Seniman asal Jogjakarta, Elia Nurvista mengakhiri satu tahun residensinya di Berlin Jerman lewat proyek berjudul “Früchlinge”. Kehidupan di Berlin selama setahun jadi inspirasinya berkarya. Wacana makanan jadi keunikan seorang Elia Nurvista dalam berkarya. Baginya makanan punya banyak kisah dari sejarah, sosial, hingga politik. Berikut wawancara DW dengan Elia Nurvista.

 

Deutsche Welle (DW): Pesan apa yang Elia ingin sampaikan dari instalasi Früchtlinge di Berlin?

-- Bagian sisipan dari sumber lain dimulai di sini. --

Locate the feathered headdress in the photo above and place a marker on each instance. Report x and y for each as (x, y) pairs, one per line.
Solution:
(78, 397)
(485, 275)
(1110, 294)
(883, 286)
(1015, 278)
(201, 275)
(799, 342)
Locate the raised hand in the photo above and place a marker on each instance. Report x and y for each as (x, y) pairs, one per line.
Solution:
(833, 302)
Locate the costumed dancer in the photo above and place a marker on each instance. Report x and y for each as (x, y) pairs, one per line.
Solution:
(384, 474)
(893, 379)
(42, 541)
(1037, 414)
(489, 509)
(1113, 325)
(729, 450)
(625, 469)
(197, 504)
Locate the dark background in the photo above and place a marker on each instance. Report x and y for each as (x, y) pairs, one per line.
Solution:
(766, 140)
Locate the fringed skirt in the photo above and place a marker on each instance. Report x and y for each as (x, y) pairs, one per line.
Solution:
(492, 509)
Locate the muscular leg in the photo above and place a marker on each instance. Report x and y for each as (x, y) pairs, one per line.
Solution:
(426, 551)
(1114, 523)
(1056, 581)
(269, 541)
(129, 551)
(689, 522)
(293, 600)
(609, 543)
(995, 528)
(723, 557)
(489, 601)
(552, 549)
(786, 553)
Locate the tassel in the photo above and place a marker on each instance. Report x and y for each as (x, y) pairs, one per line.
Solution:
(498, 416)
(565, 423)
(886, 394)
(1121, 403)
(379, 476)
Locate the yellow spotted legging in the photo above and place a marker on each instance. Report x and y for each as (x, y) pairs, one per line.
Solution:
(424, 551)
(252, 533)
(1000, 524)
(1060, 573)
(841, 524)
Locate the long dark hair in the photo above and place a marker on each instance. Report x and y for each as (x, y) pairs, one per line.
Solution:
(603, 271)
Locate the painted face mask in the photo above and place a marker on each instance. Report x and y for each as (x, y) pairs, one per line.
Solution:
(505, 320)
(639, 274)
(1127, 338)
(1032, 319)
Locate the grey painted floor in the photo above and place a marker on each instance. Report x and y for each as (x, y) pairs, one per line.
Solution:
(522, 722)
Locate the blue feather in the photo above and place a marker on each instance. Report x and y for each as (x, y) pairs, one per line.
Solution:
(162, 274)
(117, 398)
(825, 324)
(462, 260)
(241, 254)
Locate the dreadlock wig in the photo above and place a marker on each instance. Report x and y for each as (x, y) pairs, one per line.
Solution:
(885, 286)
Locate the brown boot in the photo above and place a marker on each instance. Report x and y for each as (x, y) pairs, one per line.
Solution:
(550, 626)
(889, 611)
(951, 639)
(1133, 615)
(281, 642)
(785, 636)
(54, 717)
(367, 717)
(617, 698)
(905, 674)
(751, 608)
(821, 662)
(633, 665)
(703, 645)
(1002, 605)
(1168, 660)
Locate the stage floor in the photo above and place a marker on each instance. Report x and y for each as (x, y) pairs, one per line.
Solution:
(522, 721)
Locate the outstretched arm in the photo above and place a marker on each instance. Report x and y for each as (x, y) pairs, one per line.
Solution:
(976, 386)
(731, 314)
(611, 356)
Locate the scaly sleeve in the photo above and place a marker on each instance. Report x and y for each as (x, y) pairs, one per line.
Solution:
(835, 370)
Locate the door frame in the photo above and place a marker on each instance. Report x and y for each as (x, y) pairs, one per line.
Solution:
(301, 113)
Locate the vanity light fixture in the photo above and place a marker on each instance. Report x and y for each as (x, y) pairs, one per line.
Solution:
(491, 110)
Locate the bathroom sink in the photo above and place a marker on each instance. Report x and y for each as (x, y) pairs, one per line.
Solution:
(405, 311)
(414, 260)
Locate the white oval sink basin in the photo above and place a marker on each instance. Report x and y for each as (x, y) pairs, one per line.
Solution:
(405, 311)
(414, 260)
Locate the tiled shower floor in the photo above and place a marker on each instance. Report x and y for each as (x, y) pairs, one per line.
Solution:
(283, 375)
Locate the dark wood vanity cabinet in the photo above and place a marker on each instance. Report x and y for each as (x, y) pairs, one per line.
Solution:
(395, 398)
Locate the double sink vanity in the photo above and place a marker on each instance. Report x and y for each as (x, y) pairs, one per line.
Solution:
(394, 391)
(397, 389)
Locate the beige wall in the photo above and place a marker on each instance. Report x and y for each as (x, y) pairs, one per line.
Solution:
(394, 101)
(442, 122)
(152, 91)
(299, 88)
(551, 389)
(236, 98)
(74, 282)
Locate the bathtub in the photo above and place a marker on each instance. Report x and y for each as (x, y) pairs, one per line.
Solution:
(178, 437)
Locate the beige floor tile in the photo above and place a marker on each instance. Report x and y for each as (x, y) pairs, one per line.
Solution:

Elia Nurvista: Karya ini berangkat dari ketertarikan saya soal eksotis. Aku merasa banyak orang Eropa melihat buah naga sebagai sesuatu yang eksotis, misalnya. Dan aku juga merasa sempat mengesotisasi buah yang jarang aku temukan di Indonesia, seperti buah ara, delima, dst. Tapi aku juga merasa ada ironi disini, kita sepertinya obsesif dengan sesuatu yang eksotis jika itu bahan makanan, tapi lain halnya saat bertemu dengan manusianya (dari negara buah ini berasal), kita berkesan lebih diskriminatif.

Lalu untuk karya ini aku membuat beberapa karya, salah satunya kolase dari lukisan Still Life, teknik lukisan Eropa yang dikenal banyak dibuat oleh pelukis Renaissance Belanda, dengan tipe melukis objek (benda natural atau benda buatan manusia seperti buah, makanan, buku hingga perhiasan, dsb) yang diletakkan dalam satu tempat yang sama. Dari lukisan still life buah ini kemudian aku kolase  dengan stiker buah yang biasa kita temukan, dimana stiker ini kadang-kadang mengandung pesan bernuansa “rasis” seperti “Latin pride” atau “touch of France”.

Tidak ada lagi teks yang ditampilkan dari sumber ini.